On the other end of the spectrum, stimulating minds rather than loins, was yesterday's Slow and Steady Wins the Race presentation at Saatchi & Saatchi gallery. In a week where, for half of the shows, you might as well have checked your brains at the door, you can count on S&SWTR founder and designer Mary Ping to deliver something cerebral. This time, she collaborated with young local architecture firm Bureau V to create an installation called Perfume Counter / Department Store / Wedding Dress. The result, sort of a stripped down proto-Barneys, is worth the trek to Hudson Street near Houston—the opening reception was a high-point way to end my fashion week. The installation's booths showcase a summary of the label's seven years with highlights from all the collections to date, including sunglasses, tuxedo jackets, shoes and even housewares, all priced—as always with Slow & Steady—at a symbolic $100. I fell in love with the perfume counter, filled with 100 exquisite and rare vintage perfume bottles that Mary has collected, some of them found on eBay. I got a personal tour of the "store" from the designer, cute as ever in a cream Margiela blazer that made my mouth water (the two share a penchant for de- and re-constructing garments).
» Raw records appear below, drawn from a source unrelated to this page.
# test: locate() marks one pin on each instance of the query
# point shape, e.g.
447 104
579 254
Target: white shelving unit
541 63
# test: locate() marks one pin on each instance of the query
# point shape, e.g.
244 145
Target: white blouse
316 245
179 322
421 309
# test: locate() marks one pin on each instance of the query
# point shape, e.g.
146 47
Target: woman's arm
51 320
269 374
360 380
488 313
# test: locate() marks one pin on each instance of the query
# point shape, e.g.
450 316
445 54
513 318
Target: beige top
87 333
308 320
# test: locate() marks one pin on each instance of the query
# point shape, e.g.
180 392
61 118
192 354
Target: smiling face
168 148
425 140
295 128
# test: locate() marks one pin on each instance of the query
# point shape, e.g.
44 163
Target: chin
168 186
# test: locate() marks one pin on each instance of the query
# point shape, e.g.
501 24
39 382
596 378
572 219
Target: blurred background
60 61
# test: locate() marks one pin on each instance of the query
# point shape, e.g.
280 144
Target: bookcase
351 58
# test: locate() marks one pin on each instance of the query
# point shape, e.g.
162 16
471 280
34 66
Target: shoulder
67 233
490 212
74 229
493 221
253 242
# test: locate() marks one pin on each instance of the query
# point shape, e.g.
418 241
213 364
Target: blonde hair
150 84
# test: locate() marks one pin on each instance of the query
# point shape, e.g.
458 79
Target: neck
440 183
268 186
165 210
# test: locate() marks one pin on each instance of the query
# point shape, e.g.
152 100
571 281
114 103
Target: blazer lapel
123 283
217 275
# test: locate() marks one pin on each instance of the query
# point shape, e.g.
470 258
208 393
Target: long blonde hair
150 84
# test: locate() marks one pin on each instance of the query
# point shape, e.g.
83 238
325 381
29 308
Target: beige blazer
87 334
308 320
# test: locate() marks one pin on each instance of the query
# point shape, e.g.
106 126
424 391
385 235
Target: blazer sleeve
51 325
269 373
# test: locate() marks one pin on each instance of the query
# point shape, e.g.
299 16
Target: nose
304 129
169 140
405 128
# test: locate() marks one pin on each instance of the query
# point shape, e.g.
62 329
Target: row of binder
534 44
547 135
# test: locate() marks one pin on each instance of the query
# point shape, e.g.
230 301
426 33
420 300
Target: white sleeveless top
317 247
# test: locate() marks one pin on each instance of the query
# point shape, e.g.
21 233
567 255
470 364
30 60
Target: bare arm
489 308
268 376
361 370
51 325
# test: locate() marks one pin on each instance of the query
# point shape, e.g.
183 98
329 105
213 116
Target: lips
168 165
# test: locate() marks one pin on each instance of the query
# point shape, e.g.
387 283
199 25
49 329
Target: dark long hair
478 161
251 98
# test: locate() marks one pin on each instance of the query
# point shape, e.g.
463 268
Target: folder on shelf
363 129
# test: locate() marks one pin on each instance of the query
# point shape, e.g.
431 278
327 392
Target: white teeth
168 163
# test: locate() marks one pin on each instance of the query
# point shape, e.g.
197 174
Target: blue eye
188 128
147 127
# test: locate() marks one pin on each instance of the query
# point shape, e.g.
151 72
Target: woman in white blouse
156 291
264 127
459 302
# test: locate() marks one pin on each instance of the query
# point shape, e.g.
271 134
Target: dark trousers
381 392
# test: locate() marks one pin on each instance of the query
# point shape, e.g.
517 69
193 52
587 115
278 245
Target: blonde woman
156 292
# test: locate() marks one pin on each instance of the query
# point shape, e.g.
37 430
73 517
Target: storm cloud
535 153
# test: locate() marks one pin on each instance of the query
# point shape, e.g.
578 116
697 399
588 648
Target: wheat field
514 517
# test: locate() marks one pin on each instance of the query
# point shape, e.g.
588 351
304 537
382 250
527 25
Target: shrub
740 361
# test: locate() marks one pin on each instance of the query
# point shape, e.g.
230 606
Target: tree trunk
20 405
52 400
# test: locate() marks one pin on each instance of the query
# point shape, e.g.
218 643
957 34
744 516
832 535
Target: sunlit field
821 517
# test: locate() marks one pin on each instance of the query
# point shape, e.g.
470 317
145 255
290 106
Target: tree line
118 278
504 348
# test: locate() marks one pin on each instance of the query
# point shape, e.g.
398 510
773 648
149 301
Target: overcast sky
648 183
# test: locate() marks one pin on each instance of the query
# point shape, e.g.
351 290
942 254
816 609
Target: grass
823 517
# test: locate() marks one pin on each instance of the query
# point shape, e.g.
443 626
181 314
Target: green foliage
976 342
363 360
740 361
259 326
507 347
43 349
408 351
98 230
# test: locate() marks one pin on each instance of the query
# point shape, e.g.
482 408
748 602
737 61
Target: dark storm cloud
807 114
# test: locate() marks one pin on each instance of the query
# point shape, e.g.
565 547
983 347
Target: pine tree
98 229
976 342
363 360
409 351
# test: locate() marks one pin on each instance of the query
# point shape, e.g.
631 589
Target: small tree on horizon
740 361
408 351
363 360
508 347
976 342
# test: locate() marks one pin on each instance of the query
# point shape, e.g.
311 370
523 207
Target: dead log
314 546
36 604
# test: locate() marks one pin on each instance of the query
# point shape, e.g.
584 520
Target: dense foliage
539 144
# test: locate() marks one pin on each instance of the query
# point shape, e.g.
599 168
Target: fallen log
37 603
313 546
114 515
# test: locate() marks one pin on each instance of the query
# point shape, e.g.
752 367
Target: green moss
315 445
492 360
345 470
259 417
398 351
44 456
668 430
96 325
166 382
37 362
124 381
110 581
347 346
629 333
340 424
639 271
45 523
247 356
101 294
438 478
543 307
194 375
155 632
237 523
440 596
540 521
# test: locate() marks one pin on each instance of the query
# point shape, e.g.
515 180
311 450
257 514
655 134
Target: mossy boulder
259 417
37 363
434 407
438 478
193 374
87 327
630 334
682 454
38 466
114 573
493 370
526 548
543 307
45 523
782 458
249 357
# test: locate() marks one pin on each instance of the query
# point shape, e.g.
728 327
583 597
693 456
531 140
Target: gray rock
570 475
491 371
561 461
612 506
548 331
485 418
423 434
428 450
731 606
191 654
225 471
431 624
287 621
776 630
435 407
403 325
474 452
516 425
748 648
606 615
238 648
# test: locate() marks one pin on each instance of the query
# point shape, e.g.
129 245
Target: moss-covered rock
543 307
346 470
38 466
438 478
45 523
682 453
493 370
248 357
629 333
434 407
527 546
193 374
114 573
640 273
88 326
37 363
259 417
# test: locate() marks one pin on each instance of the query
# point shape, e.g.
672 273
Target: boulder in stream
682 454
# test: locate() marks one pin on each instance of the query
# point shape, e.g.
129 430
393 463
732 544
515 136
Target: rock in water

She told me about the exhaustive research that went into the creation of a wedding dress on display, also—unbelievably—priced at $100 and stunning in its simplicity. She also lamented the New York Public Library's limited holdings when it comes to the anthropological history of bridalwear (Martha Stewart-type tomes, on the other hand, are plentiful) and how, in medieval times, brides wore blue because it was the color of purity. Who knew? I left the gallery enlightened, and it was hard not to think that Thom's man-bride had been a mere tease compared to Mary's intellectual hand-job.